In scena si poteva fare di più

Edizione con luci ed ombre, peraltro; Catalani avrebbe meritato maggiore ardimento. Le scelte scenografiche di Fabio Cherstich sono minimalistiche: in pratica, tre piani a salire, il più alto a suggerire le incombenti coltri nevose. Visivamente, si avverte un senso di piattezza. L'onesta regia di Nicola Berloffa sposta l'ambientazione avanti di un secolo abbondante, ed asseconda i suggerimenti del libretto senza inventarsi altro di nuovo. I folkloristici costumi di Valeria Donata Bettella calzano bene ai personaggi, salvo presentare nel II atto la protagonista – ragazza un po' rude e selvaggia – abbigliata come una equivoca maliarda.

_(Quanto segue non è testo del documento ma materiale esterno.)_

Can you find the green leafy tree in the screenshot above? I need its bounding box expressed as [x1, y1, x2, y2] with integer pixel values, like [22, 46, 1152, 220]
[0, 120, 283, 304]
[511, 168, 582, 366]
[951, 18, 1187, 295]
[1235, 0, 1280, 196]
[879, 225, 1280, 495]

Buona la direzione, buoni gli interpreti

Serena Farnocchia affronta per la prima volta Wally, servendo in un piatto d'argento una parte scoscesa e pesante (e per questo evitata da molte sue colleghe). La sorreggono tecnica adeguata, registro centrale solido, limpide ascese agli acuti; nonché un forte temperamento ed una convintissima recitazione. Altra tessitura impervia ed ingrata è quella di Hagenbach, che Zoran Todorovich risolve con invidiabile riserva di fiato, luminosità bronzea nel timbro e forte impeto virile: vocalità veemente, che richiama il Del Monaco degli anni buoni. Con lo stesso vezzo però di eccedere in qualche eccesso di foga a guastare l'insieme. Ineccepibile Irene Molinari nelle vesti di Afra; Marcello Rosiello non sbaglia nulla nel suo Gellner, rendendone adeguatamente la tormentata psicologia; Francesco Facini dona senile corporeità al suo Stromminger. Un plauso a Paola Leoci per uno sbarazzino Walter, e a Graziano Dellavalle per un colorito Pedone. Saldo mestiere, e buon senso narrativo: la lettura di Marco Balderi, sul podio dell'Orchestra Filarmonica Pucciniana, mostra idee ben chiare su come affrontare questa partitura squisitamente verista. Qualche pecca s'avverte nella condotta del Coro del Festival Puccini.